There are limitations to the current study. First, administrative pharmacy data are surrogate measures for medication adherence and do not guarantee that the patient consumed the medication. Second, a 6-month washout period is insufficient to state with certainty that all eligible prescriptions were intended to initiate therapy. However, exploratory analysis on this topic suggests a low misclassification rate (<5%), and extended washout periods reduce sample sizes by excluding members with less continuous benefit eligibility. These results also were limited to the experiences of a select prescriber population who were identified and targeted for iScribe adoption based on prescribing activity. The study also was limited to only 2 chronic medication classes, which had substantial variation in primary adherence. We would not recommend generalizing these results to other therapeutic classes. Further, the study population excluded participants age ≥65 years; a conscious limitation to prevent the introduction of Medicare Part D from affecting our adherence results. Finally, there are several potential predictors of nonadherence that we could not account for with e-prescribing and paid pharmacy data, such as burden of illness, patient—physician communications, and patient knowledge, attitudes, and beliefs. Future research should include both older adults and other chronic medication classes. Results of such studies would have significant policy implications as the Centers for Medicare & Medicaid Services evaluates e-prescribing requirements and standards.
CONCLUSIONS
As healthcare costs continue to increase, greater focus is being placed on the costs associated with chronic conditions. One known way to mitigate costs and associated clinical effects is through medication management. The first step in appropriate medication management is initiation of the correct treatment. It is essential to ensure that patients initiate treatment, especially for the management of chronic health conditions, and our results confirm that a substantial proportion of chronic medication prescriptions go unfilled.

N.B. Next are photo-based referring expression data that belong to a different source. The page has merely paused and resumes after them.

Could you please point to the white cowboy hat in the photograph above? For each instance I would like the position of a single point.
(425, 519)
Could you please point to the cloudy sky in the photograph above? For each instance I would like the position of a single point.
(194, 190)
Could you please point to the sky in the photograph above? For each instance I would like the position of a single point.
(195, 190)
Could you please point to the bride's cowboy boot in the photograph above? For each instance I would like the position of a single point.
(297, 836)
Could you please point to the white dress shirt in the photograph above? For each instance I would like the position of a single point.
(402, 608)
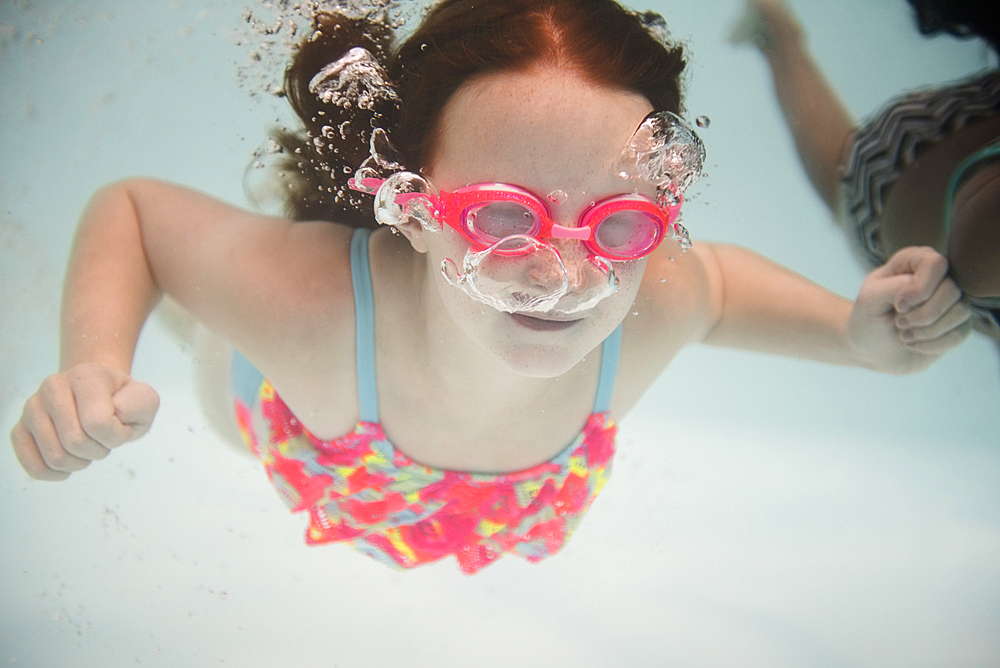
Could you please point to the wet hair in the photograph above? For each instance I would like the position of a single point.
(457, 41)
(962, 18)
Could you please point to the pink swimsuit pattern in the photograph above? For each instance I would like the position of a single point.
(361, 490)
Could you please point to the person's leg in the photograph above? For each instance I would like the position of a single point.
(820, 124)
(974, 234)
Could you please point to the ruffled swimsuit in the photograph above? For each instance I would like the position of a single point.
(361, 490)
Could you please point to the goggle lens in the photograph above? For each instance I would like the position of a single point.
(628, 233)
(492, 221)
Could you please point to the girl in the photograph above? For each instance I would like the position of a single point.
(415, 392)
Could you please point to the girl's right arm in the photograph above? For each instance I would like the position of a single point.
(251, 278)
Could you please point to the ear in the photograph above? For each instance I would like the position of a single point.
(415, 234)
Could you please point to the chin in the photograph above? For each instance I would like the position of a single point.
(536, 361)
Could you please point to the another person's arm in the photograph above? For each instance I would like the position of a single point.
(908, 312)
(820, 124)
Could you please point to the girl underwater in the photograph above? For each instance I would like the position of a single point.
(414, 392)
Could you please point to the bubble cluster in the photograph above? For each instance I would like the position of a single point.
(355, 78)
(271, 30)
(665, 152)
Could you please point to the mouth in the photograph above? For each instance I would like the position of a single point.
(540, 324)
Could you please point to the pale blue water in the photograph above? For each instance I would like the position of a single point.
(763, 512)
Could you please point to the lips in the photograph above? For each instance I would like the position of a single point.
(542, 324)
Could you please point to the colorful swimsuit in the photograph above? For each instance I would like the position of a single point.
(892, 140)
(359, 489)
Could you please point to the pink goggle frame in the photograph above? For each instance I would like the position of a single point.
(623, 227)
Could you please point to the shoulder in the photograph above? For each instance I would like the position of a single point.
(676, 306)
(680, 294)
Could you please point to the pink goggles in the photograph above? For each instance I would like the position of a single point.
(623, 227)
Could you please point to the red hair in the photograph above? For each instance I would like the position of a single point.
(457, 41)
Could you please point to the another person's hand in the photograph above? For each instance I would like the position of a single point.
(769, 24)
(908, 313)
(79, 416)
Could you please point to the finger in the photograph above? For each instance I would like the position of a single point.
(943, 301)
(135, 405)
(927, 269)
(93, 396)
(953, 319)
(46, 439)
(58, 402)
(26, 451)
(942, 344)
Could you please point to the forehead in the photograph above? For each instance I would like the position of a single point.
(539, 129)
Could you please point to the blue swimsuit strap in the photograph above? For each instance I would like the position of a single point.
(986, 153)
(365, 337)
(364, 317)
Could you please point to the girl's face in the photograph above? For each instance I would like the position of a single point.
(545, 130)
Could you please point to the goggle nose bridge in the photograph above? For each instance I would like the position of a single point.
(563, 232)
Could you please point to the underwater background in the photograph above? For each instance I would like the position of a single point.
(762, 511)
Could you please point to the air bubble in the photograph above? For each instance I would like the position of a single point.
(558, 196)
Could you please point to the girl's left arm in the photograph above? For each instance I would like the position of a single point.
(907, 313)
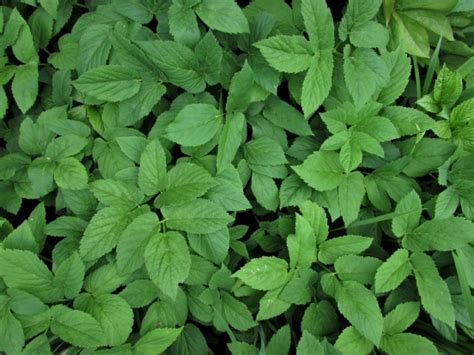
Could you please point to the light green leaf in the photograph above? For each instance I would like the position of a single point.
(302, 244)
(369, 35)
(333, 248)
(102, 232)
(440, 234)
(185, 182)
(318, 22)
(400, 344)
(76, 327)
(408, 213)
(237, 313)
(222, 15)
(12, 338)
(24, 270)
(152, 171)
(25, 85)
(433, 290)
(168, 261)
(194, 125)
(230, 139)
(393, 271)
(109, 83)
(264, 273)
(178, 62)
(113, 314)
(280, 342)
(265, 191)
(351, 192)
(198, 216)
(288, 54)
(351, 341)
(70, 174)
(116, 193)
(321, 170)
(69, 276)
(156, 341)
(360, 307)
(401, 317)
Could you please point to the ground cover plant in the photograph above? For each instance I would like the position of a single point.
(252, 177)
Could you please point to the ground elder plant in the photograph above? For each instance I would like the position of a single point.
(252, 177)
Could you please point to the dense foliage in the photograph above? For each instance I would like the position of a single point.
(261, 177)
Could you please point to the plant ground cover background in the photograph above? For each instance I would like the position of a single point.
(251, 177)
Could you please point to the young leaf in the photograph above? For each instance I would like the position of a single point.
(433, 290)
(393, 271)
(168, 261)
(194, 125)
(360, 307)
(264, 273)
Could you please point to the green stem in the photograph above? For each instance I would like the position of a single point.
(417, 78)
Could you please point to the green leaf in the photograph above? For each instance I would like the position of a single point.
(152, 171)
(157, 340)
(400, 70)
(351, 192)
(302, 244)
(112, 312)
(408, 213)
(230, 139)
(321, 171)
(116, 193)
(280, 342)
(320, 319)
(364, 73)
(168, 261)
(448, 87)
(318, 23)
(69, 276)
(393, 271)
(109, 83)
(317, 82)
(369, 35)
(287, 117)
(198, 216)
(102, 233)
(70, 174)
(265, 191)
(360, 307)
(76, 327)
(177, 62)
(351, 341)
(12, 338)
(222, 15)
(433, 290)
(264, 273)
(194, 125)
(440, 234)
(401, 317)
(288, 54)
(185, 182)
(406, 343)
(25, 86)
(293, 191)
(24, 270)
(357, 268)
(237, 313)
(333, 248)
(183, 25)
(412, 37)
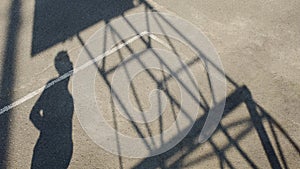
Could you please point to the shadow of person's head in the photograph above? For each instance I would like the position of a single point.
(63, 63)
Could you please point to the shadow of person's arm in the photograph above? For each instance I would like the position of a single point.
(35, 115)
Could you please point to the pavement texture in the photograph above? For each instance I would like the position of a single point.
(258, 44)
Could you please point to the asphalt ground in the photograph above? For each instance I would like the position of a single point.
(258, 44)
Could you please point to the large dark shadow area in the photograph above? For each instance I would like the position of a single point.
(57, 20)
(52, 116)
(7, 79)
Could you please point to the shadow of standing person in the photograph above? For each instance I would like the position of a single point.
(52, 116)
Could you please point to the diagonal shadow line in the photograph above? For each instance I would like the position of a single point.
(264, 138)
(104, 76)
(158, 82)
(182, 66)
(8, 75)
(135, 94)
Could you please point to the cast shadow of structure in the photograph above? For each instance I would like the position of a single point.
(57, 20)
(52, 116)
(274, 152)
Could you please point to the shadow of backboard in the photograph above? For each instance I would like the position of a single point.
(57, 20)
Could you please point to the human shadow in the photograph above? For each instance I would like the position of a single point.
(52, 116)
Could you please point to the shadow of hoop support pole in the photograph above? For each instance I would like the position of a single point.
(258, 125)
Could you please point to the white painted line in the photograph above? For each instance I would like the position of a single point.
(68, 74)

Our results provide at least 3 insights that may translate to improved interventions and educational opportunities. First, a rescription was likely to be filled quickly or not at all, a fact that ought to improve the timing of interventions. Second, patient age and pharmacy history are easily acquired and could support physician education and point-of-care information to assist prescribers with the removal of treatment barriers faced by patients. Finally, the evidence that only prescriptions with an out-of-pocket cost of less than $10 per prescription were most likely to be filled should inform prescription benefit designs intended to maximize adherence to therapy.